Please click here to learn more about our company’s cybersecurity efforts:
https://www.phchd.com/global/sustainability/governance/security
Training and education
As part of cybersecurity training in fiscal 2023, we conducted two e-learning training sessions for Group employees in Japan: (1) Information security training (general education) and (2) Targeted email attack countermeasures training. The training attendance rate was 100% for (1) and 100% for (2), excluding employees without email addresses.
From fiscal 2023, we provide training on data protection to employees globally across the entire Group. The training attendance rate was 100%, including workers without individual computer.

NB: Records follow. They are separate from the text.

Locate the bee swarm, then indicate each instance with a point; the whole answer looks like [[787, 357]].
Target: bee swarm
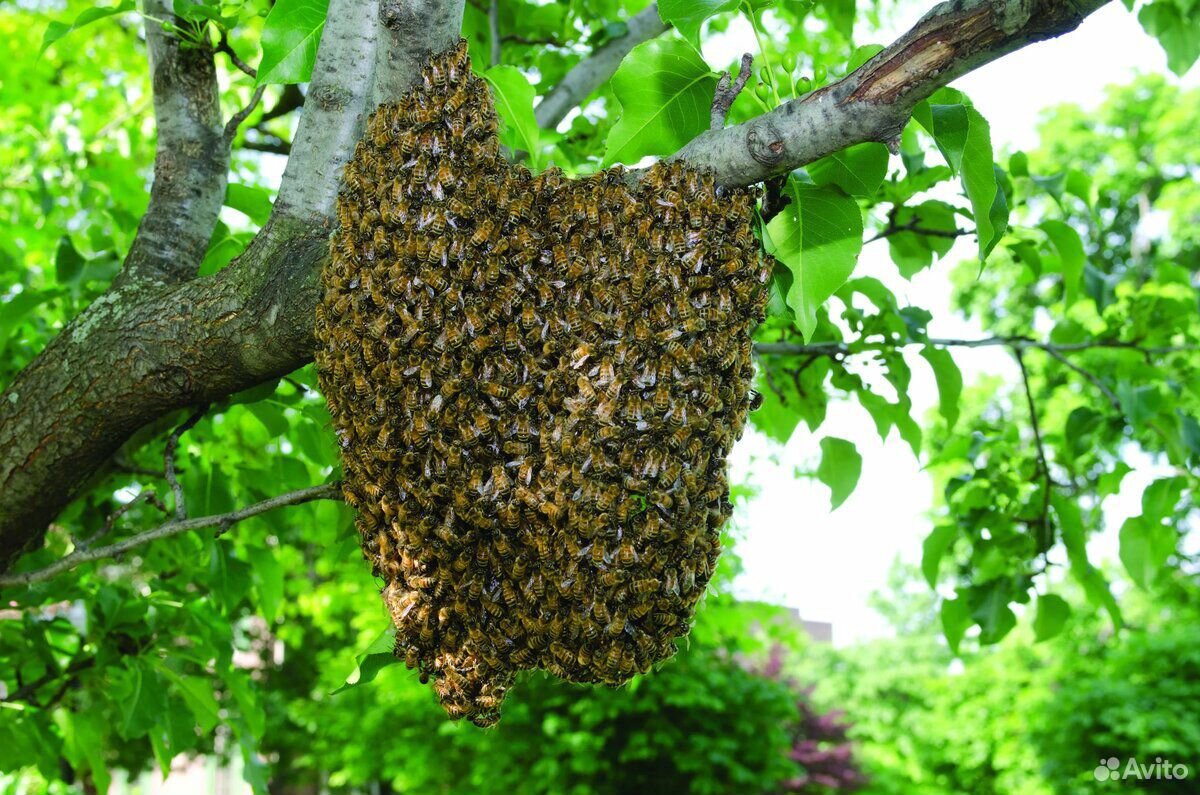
[[535, 382]]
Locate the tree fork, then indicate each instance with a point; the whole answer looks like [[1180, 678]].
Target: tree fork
[[142, 352]]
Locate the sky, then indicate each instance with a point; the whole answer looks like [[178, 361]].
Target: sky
[[826, 565]]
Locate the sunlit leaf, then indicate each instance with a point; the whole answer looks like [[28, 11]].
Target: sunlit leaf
[[819, 238], [840, 468]]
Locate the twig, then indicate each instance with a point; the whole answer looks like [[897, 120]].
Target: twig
[[1043, 466], [143, 496], [174, 527], [546, 41], [725, 95], [1087, 374], [1017, 342], [168, 458], [273, 145], [291, 99], [225, 47], [238, 118]]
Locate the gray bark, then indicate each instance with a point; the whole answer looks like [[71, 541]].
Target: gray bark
[[191, 160], [591, 73], [142, 352]]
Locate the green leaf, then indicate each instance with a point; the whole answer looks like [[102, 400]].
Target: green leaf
[[665, 90], [1074, 538], [1179, 36], [859, 169], [249, 701], [57, 30], [378, 656], [291, 36], [1051, 616], [1159, 498], [688, 16], [1145, 547], [1071, 251], [965, 139], [141, 697], [197, 694], [949, 382], [934, 549], [67, 262], [819, 238], [839, 468], [955, 621], [252, 202], [514, 103]]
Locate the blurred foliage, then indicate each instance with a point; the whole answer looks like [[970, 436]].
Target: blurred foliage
[[1085, 264]]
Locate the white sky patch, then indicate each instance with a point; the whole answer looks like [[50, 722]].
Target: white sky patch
[[796, 551]]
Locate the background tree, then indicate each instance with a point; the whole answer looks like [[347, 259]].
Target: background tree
[[159, 404]]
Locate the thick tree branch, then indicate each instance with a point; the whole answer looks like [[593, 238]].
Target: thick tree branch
[[191, 159], [174, 527], [591, 73], [136, 356], [875, 101]]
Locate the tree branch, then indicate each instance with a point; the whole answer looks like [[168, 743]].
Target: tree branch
[[874, 102], [591, 73], [191, 160], [409, 31], [136, 356], [1015, 342], [174, 527], [168, 460]]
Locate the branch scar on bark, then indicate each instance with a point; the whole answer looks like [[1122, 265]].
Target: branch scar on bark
[[767, 145]]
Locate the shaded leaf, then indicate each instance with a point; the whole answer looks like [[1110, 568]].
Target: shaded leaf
[[949, 382], [858, 169], [665, 90], [514, 103]]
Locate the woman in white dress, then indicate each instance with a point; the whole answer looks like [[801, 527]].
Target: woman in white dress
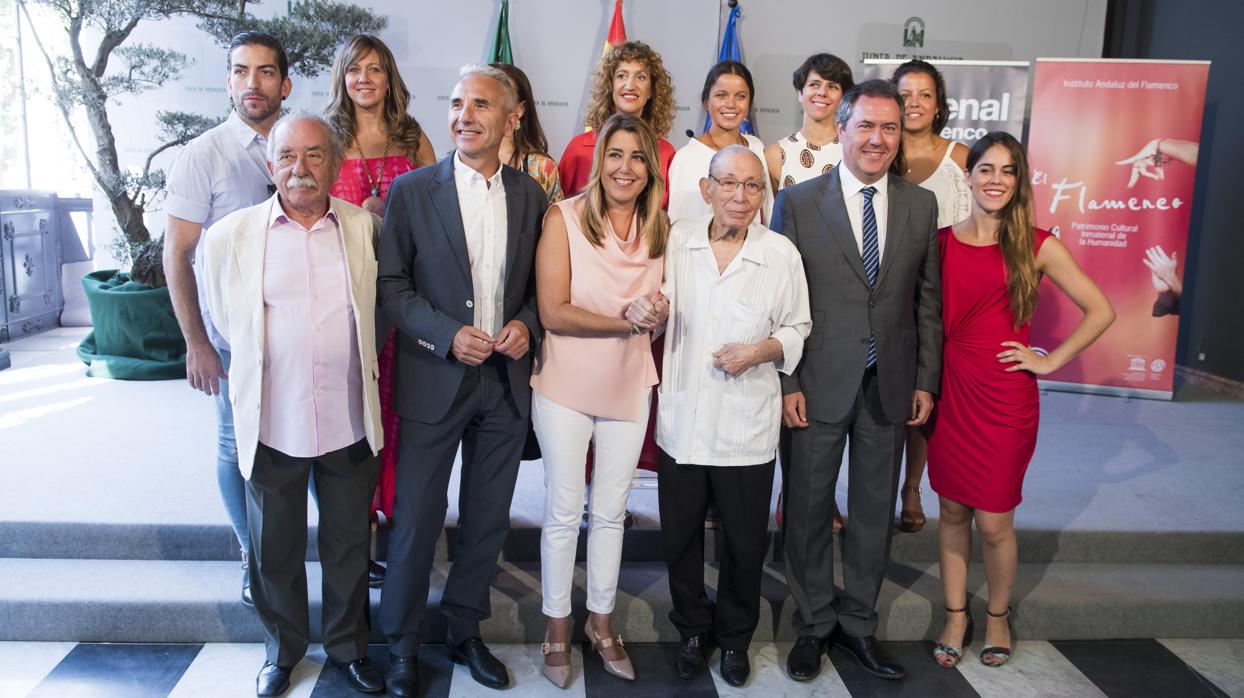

The attendance rate of training and education related to cybersecurity and data protection has increased due to the active participation of employees. This shows that our cybersecurity efforts are widely disseminated among our employees, and we will continue to work together to build a safe digital environment.
Vendor review
We aim to conduct cybersecurity reviews at 100% of our outsourced vendors, and conduct annual measures for management of vendors. Based on the degree of cybersecurity impact, we target high-risk outsourced vendors from the following three perspectives (the implementation rate in fiscal 2023 was 100% within the operational scope):
- Data: Vendors who receive, store, process and transmit “strictly confidential” or “confidential” information
- System/network access: Vendors who directly access the networks or systems of PHC Group
- Business processes: Vendors who support important business processes or require certain qualifications
Specifically, we investigate the status of ISO 27001 and Privacy Mark certifications for outsourced vendors. If vendors are not certified, we use a cybersecurity standard checklist and require that they have a score of 90 or higher, or that they have security standards that are equivalent to or higher than those of PHC Group. If compliance standards are not met, we consult with the outsourced vendors and take measures to avoid and reduce risks. We also conduct regular reviews and strive to maintain security standards.
Cybersecurity Committee
PHC Group convenes a Cybersecurity Committee to discuss the Group’s cybersecurity policy, KPI reviews, incident reports, and correction of security vulnerabilities. The meetings are attended by all Corporate Officers, including the President. At the meetings, members discuss any cybersecurity concerns and responses surrounding our business, and determine and implement necessary measures.